British Bill of Rights must be scrapped

Article by Bruno Min

In September, Fair Trials joined a 123-strong coalition of NGOs in the UK that called on the Government to scrap its Bill of Rights – alternatively known as the ‘Rights Removal Bill’. If made into law, the rights Removal Bill will strip away our rights, impede access to justice, and undermine peace and security.

The Government has heralded the Rights Removal Bill as an expression of the UK’s commitment to international human rights standards, and an instrument that reinjects much-needed common sense into human rights law. The Bill amounts to neither of those things. It is an incoherent string of political sound bites and poorly thought-out ideas that have no place in a modern democracy.

The Bill mounts a targeted assault on people in conflict with the criminal justice system and non-British nationals, as if their status of their previous experiences make them less deserving of recognition as ‘humans’ who have an inherent entitlement to exercise their fundamental rights.

It says that their family and their ties to the UK don’t matter when they are being considered for deportation; it emphasises the need for prisoners’ human rights to be limited when they are asking to be released; and it relieves the police of their duties to protect people ‘engaged in criminal activity’, irrespective of what the nature of these activities are, like any other member of the public.

While the Government talks about protecting human rights, it is insistent that the UK should not be bound by those very same standards. The Rights Removal Bill will effectively make it optional for the UK to comply with the rulings of the European Court of Human Rights, even those relating to the right to a fair trial under Article 6 of the European Convention.

In an apparent attempt to make good on the promises to advance fundamental freedoms, the Bill purports to defend the right to a fair trial by reinforcing the right to be tried by a jury, and it emphasises the importance of protecting the freedom of expression.

The jury trial, however, was never under threat because of the Human Rights Act. The European Convention on Human Rights is agnostic on the question of whether a jury trial is an integral aspect of the right to a fair trial, and the Bill itself acknowledges that the Parliament can carve out numerous exceptions to this right. And this is something that the Government has already been doing. It recently increased the sentencing powers of magistrates’ courts, meaning that more people will face non-jury trials.

It is also clear that the Government’s commitment to protect the freedom of expression is a disingenuous one. The Government has been passing a series of laws aimed at curbing freedom of expression, including the Police, Crime, Sentencing and Courts Act, which greatly expanded police powers to shut down protests, and is now attempting to pass the Public Order Bill which places even more draconian restrictions on the right to protest.

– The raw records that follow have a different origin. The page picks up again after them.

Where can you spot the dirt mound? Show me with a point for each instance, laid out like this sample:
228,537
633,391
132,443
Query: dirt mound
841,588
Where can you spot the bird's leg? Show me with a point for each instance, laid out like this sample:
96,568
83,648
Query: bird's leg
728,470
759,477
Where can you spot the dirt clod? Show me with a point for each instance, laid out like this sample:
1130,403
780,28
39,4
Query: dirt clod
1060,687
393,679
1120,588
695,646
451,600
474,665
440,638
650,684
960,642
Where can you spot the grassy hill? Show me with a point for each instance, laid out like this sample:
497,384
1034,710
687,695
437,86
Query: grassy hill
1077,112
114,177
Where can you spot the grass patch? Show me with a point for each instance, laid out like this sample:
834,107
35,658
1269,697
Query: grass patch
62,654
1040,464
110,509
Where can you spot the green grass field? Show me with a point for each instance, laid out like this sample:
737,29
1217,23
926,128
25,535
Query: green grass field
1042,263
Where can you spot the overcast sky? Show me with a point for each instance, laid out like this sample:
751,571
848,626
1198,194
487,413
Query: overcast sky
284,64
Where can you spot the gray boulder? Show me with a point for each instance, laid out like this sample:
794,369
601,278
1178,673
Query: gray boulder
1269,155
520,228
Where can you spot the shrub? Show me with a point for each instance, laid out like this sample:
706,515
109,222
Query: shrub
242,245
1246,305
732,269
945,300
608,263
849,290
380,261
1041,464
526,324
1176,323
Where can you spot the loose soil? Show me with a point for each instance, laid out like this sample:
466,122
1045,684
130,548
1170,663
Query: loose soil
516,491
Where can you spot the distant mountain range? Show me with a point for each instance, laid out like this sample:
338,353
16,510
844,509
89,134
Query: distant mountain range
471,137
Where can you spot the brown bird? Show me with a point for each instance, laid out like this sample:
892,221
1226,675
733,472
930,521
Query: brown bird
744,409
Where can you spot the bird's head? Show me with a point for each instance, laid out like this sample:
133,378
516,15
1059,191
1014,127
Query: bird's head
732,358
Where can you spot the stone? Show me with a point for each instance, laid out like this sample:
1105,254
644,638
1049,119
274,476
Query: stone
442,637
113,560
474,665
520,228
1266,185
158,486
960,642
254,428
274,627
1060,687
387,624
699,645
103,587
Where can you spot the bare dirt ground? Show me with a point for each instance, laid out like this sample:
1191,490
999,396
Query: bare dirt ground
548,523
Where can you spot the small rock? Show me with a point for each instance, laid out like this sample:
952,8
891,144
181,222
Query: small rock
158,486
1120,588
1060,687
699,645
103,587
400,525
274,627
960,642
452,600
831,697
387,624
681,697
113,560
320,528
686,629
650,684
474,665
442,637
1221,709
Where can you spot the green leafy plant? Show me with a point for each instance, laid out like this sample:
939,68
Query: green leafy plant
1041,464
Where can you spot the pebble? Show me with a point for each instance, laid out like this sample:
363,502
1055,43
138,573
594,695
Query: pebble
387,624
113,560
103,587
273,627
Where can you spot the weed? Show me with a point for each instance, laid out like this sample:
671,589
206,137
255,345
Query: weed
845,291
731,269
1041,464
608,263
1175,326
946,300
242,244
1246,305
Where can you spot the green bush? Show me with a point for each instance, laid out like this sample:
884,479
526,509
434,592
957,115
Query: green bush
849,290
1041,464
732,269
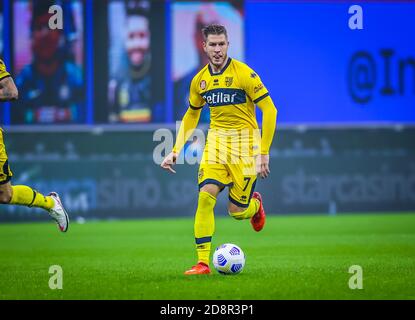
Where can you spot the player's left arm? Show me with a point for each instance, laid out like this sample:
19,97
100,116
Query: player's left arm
269,122
260,96
8,90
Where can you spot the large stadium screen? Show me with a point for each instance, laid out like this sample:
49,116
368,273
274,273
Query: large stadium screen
48,63
135,62
188,19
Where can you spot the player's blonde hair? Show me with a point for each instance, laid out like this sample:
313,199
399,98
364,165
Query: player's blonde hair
215,29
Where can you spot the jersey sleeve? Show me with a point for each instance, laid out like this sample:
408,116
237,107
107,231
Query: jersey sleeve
254,87
195,100
3,71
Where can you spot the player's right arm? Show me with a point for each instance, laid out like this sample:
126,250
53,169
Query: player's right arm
187,126
8,90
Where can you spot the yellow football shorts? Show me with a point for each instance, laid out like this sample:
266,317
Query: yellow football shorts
239,175
5,172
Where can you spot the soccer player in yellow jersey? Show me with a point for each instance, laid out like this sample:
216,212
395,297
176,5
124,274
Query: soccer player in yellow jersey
24,195
233,155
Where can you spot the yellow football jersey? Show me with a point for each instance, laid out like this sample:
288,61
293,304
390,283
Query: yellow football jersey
231,96
3,71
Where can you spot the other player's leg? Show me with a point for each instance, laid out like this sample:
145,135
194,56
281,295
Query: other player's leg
26,196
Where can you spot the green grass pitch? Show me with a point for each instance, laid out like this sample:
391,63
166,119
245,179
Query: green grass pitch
294,257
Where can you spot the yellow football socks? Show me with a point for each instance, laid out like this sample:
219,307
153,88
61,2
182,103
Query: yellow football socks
204,225
248,212
26,196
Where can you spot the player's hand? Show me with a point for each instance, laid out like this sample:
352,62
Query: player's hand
262,165
169,162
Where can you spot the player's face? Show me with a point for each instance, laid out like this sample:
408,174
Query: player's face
138,39
216,48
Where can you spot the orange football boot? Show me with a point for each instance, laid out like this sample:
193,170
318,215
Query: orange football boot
258,219
200,268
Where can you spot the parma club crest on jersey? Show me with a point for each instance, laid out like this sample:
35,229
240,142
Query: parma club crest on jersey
201,173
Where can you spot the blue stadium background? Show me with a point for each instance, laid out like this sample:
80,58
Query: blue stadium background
345,133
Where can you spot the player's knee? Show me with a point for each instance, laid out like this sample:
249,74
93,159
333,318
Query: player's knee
236,212
237,215
212,189
5,195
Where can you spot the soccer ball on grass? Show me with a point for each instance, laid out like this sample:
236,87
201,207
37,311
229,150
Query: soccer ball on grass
228,259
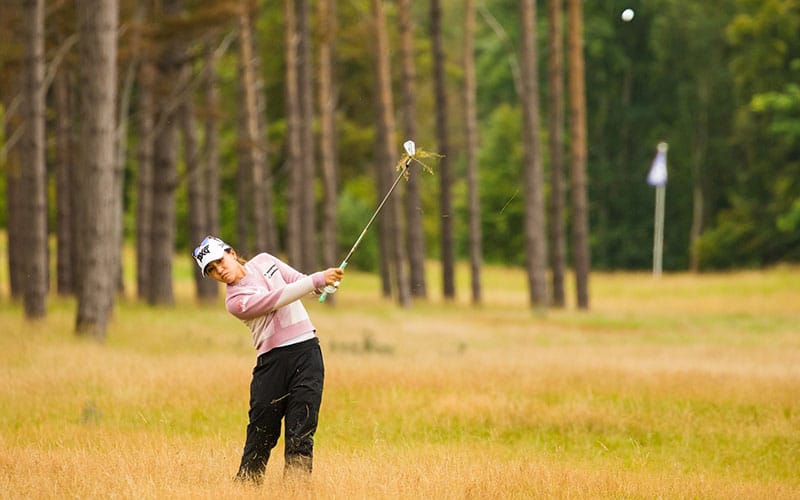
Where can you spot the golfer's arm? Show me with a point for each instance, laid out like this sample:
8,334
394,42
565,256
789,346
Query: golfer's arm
262,301
299,289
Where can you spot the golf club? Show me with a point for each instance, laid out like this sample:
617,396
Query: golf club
411,149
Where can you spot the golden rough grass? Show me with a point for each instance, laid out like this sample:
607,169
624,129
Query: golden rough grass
683,387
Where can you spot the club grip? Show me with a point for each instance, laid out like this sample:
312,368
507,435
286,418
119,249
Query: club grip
325,294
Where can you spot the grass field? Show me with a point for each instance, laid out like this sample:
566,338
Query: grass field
684,386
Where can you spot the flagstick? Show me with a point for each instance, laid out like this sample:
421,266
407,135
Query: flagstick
658,235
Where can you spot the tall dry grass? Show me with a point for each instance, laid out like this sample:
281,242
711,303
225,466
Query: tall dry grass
681,387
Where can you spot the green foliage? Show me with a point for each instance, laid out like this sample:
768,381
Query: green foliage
353,215
759,226
502,201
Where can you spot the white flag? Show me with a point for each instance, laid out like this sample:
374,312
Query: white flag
658,172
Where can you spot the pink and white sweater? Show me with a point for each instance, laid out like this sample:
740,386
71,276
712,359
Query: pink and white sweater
267,300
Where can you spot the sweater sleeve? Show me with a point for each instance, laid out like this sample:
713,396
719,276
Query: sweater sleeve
247,301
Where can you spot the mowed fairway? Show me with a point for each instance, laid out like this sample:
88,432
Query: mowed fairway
684,386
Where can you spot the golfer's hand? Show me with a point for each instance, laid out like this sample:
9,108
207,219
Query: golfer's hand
333,276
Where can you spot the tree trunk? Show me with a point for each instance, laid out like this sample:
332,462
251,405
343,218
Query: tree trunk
244,176
209,178
308,233
144,179
556,128
294,193
33,177
195,193
327,109
533,178
473,196
390,219
253,141
64,167
699,154
445,203
13,169
414,228
165,178
577,105
99,254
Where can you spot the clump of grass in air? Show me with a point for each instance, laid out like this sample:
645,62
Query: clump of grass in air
419,153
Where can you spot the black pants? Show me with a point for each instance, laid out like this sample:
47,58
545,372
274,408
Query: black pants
287,384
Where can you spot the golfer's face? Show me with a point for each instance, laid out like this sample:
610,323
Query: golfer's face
224,270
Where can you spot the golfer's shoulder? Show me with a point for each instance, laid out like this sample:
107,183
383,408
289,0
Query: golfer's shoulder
262,259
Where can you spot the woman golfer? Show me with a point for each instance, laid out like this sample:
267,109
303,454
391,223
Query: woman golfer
265,294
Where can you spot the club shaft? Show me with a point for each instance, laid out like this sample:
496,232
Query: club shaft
361,236
377,211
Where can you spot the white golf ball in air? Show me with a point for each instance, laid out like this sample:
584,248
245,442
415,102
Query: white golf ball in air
627,15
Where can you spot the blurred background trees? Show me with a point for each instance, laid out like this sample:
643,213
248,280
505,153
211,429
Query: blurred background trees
267,122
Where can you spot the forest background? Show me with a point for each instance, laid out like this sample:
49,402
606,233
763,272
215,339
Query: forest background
717,81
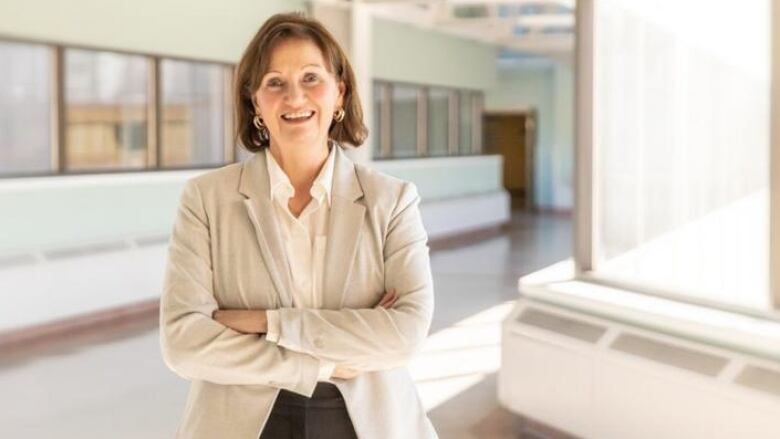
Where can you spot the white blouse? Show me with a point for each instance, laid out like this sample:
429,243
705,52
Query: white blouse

Further, it is deeply disappointing and worrying that the Government fails to recognise the wider implications of the Rights Removal Bill beyond the shores of Great Britain. It brushes aside the fact that the European Convention on Human Rights underpins peace in Northern Ireland and its relationships with Europe. It has also completely failed to consider the message the repeal of the Human Rights Act will send to the rest of the world, giving free licence, or even tacit approval to authoritarian-leaning governments and regimes to wilfully ignore international and regional human rights frameworks.

We need the Human Rights Act, because this is the best protection we have against the state’s misuses and abuses of its power. It guarantees that our basic rights will be respected, no matter who we are, and that we have ways of enforcing them. Any attempt to undermine this will have disastrous consequences not just on people most vulnerable to human rights violations, but also to individuals, families, and communities in the UK and beyond.